HARWICH —Bond rating agency Standard and Poor's has issued a stable outlook in the town's annual credit rating, retaining Harwich's AA-plus long-term rating. The rating is an important factor in the interest rate the town gets when borrowing money.
“The stable outlook on the long-term rating reflects our opinion of Harwich's very strong economy, supported by strong management with good financial policies and practices. We do not expect to change the rating during the two-year outlook period due to our expectation that Harwich will likely maintain its strong budgetary performance and very strong budgetary flexibility,” the company's report reads.
“We could raise the rating if Harwich were to take meaningful steps to mitigate pension and OPEB (other post employment benefits) liabilities, coupled with an increase in, and sustainment of, available resources to levels we believe would enhance budgetary flexibility, as well as be comparable with higher-rated peers.”
Although unlikely, during this outlook period S&P could lower the rating if budgetary performance and flexibility were to experience significant pressure due to rising pension and OPEB costs, the review states.
In making the determination, the report cites a very strong economy; strong management with good financial policies and practices; strong budgetary performance with a slight operating surplus in the general fund and an operating surplus at the total-governmental-fund level in FY17; very strong budgetary flexibility, with available fund balance in FY17 of 15 percent of operating expenditures; very strong liquidity, with total available cash at 32 percent of total governmental fund expenditures; and access to external liquidity “we consider strong.”
The report goes on to note that the town has a very strong debt and contingent liability position, with debt service carrying charges at 5.2 percent of expenditures and net direct debt that is 75.3 percent of total governmental fund revenue. There is low overall net debt at less than 3 percent of market value and rapid amortization, with 66 percent of debt scheduled to be retired within 10 years, but significant medium-term debt plans. The town did get a strong institutional framework score.
“It means the projected outlook is positive,” Town Administrator Christopher Clark said of the report. “If everything keeps going it's looking good. But there is a minor possibility of a negative outlook.”
He said the town has had healthy free cash certifications over the past two years and those funds have been used to build reserves. But they would likely have concerns if the accounts were drawn down. He also noted that S&P was concerned about the OPEB debt. Clark said only eight states in the nation do not participate in the federal Social Security Program. Massachusetts is one of them. S&P looks at these states a little differently. The other state don't have this liability, which otherwise falls to the federal government under Social Security, he said.

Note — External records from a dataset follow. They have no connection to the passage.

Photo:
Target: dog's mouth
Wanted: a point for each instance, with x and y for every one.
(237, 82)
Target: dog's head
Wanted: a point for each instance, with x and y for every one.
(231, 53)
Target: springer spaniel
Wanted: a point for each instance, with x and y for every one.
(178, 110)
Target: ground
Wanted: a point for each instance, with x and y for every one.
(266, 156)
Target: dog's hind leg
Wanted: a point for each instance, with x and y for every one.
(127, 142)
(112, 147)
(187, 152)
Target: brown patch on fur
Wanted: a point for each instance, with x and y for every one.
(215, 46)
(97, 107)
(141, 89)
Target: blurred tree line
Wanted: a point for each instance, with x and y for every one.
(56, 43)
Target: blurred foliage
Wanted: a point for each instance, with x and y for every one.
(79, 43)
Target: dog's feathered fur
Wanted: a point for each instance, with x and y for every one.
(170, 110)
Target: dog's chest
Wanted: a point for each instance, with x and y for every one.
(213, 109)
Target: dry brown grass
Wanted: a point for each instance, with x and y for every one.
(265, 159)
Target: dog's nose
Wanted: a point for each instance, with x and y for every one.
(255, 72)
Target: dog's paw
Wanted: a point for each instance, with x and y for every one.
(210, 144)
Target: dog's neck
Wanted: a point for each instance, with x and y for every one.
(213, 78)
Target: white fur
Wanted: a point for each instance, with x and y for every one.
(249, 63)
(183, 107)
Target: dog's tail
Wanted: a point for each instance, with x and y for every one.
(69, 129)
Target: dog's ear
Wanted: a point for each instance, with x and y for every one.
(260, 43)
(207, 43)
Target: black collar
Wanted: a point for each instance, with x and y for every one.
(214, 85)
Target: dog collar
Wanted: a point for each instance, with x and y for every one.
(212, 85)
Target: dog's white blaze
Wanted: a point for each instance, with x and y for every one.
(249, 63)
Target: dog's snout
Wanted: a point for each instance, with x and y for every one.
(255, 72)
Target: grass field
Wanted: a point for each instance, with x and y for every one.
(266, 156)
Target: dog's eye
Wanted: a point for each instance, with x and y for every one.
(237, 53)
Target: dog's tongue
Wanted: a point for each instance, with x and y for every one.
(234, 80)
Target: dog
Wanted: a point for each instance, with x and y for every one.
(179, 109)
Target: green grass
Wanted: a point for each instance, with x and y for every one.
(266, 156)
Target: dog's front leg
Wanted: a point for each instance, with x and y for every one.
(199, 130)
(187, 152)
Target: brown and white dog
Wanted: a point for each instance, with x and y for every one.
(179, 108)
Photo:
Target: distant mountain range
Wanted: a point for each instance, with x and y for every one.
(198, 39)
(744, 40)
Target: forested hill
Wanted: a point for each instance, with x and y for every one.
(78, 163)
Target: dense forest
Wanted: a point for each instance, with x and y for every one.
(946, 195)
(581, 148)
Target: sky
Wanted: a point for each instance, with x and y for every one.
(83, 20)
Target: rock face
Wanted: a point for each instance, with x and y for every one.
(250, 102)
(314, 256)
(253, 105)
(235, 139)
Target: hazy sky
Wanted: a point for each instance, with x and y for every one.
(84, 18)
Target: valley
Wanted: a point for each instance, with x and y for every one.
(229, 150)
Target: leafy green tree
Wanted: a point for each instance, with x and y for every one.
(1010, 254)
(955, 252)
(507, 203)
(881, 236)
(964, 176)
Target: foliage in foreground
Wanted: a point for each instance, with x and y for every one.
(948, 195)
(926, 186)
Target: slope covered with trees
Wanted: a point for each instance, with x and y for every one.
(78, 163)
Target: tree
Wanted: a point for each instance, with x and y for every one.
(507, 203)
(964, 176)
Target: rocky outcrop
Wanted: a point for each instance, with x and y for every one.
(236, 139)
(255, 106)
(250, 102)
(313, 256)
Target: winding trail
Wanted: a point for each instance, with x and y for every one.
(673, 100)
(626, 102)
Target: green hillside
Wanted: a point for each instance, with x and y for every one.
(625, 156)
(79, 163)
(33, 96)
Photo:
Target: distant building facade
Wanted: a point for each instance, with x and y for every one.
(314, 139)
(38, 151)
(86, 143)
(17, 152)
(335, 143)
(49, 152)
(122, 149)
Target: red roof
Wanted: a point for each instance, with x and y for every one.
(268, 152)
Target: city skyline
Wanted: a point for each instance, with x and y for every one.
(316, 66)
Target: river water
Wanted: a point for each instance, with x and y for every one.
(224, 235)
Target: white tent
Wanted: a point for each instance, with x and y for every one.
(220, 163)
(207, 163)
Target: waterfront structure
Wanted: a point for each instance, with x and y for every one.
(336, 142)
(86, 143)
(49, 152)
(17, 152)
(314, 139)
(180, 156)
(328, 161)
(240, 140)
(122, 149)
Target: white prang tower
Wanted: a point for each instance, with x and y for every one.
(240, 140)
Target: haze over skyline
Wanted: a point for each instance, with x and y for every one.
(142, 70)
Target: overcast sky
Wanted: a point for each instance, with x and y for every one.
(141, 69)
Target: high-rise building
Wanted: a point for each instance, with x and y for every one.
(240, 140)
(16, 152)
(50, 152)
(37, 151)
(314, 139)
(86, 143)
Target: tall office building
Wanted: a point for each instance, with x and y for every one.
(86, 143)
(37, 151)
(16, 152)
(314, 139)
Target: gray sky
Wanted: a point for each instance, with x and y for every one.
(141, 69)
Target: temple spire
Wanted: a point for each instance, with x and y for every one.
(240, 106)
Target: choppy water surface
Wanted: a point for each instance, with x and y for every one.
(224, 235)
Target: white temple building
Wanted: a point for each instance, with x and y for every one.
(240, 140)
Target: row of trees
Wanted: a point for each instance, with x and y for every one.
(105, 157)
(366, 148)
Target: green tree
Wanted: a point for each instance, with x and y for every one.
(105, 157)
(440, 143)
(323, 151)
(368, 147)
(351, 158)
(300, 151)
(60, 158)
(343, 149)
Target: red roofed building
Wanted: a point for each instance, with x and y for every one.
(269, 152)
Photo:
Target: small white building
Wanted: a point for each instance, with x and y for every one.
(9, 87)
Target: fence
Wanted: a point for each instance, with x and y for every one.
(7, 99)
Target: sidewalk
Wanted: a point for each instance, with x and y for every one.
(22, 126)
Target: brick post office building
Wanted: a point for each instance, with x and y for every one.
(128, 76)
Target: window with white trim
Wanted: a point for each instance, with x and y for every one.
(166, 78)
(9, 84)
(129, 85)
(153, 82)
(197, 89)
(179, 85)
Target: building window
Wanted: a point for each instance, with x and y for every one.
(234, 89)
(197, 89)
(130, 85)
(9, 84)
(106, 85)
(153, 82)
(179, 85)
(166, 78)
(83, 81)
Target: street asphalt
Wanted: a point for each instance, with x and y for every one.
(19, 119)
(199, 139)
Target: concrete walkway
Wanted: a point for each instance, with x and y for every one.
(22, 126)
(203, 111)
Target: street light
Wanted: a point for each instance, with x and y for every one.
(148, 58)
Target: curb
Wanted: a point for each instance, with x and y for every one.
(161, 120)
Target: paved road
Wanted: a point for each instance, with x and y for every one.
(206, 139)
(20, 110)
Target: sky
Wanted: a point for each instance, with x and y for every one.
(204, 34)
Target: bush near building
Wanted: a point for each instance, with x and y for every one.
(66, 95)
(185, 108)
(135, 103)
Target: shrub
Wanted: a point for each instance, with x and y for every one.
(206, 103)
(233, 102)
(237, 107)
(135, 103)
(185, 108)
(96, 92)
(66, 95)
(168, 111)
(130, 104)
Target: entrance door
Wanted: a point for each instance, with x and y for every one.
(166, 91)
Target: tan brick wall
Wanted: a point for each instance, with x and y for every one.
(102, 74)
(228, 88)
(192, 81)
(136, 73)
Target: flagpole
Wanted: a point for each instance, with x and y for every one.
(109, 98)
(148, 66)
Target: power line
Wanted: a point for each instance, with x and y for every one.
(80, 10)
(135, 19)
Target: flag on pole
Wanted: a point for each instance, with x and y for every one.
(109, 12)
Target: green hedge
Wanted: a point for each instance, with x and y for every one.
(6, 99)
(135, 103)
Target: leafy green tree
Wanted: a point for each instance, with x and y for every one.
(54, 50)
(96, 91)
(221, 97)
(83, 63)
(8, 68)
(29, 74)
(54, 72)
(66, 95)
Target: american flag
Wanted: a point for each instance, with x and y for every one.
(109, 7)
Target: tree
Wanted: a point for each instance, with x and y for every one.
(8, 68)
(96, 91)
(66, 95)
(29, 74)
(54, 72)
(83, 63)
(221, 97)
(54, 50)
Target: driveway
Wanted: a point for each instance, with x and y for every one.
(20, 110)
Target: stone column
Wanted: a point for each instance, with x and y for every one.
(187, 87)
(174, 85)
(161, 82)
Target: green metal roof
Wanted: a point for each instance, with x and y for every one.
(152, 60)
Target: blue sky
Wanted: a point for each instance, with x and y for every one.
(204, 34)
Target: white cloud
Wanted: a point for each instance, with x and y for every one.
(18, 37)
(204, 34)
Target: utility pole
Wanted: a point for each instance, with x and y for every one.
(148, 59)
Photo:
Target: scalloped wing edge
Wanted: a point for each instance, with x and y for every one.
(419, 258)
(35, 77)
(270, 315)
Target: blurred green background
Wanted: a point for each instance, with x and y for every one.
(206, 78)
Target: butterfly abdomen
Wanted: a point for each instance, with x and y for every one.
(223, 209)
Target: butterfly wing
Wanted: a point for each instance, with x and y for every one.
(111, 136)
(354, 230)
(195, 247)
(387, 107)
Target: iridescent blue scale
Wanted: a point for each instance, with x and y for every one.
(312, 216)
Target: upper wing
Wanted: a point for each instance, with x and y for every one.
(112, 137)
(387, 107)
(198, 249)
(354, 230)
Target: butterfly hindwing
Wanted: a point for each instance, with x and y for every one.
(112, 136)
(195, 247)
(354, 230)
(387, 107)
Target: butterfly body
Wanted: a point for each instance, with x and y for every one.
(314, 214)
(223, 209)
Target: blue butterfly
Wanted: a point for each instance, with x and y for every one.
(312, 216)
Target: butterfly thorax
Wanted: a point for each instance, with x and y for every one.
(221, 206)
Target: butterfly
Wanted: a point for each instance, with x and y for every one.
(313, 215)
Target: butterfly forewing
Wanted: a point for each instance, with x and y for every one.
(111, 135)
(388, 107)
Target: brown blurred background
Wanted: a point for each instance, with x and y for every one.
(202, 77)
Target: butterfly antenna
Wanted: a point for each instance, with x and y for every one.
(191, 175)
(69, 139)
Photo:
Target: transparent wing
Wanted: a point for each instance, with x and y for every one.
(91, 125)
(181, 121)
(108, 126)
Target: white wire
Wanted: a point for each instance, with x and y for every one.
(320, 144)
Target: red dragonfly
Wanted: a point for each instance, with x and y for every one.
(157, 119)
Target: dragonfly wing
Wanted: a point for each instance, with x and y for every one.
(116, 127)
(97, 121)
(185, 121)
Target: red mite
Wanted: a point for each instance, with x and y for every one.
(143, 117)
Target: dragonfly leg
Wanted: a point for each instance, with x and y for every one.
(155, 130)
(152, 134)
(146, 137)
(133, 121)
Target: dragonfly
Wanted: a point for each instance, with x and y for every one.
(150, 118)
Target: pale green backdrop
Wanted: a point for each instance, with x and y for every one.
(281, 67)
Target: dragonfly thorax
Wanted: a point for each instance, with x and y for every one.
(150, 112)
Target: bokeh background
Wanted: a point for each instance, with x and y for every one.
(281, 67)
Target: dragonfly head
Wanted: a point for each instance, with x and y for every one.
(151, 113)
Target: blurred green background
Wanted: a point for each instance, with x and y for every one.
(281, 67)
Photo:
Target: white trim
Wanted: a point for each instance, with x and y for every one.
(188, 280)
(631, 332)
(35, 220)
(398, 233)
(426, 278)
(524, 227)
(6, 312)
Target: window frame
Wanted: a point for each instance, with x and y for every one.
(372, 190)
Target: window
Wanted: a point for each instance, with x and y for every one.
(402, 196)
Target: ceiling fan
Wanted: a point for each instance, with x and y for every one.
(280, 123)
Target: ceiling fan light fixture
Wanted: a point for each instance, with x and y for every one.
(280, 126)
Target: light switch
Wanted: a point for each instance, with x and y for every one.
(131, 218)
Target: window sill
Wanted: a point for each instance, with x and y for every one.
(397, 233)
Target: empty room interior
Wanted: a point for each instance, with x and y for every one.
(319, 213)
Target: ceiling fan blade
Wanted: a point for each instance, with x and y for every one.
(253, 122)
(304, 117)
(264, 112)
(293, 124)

Clark said the town has to have a funding plan for OPEB, but he stressed the town has made progress over the past couple of years. But S&P is concerned that if there is an increase in retirements and pension, OPEB could have a negative budgetary impact.
Clark said he had been hoping for a AAA rating, which would provide the lowest interest rates for borrowing. He pointed out when he started 4.5 years ago, the town had 4 to 5 percent in reserves and the rating company wanted to see 8 to 12 percent.
“Now we're in the range of 18 percent,” Clark said, “but they've moved the numbers quite a bit,” seeking 18 to 25 percent in reserve. He called the increase in his tenure from 4.5 percent to 18 percent “phenomenal.” S&P wants to see the town in the 20 percent range for two to three years, Clark added the town has done well in building reserves in FY19.
“To have S&P review our finances and have such a strong statement about how positive they are is very encouraging,” Clark said.
He also pointed out S&P has cited the Cape communities as land rich and income average and that hurts the towns. The agency considers the towns retirement communities with people on fixed incomes. Those demographics are going to be hard to overcome when seeking the AAA rating, Clark added.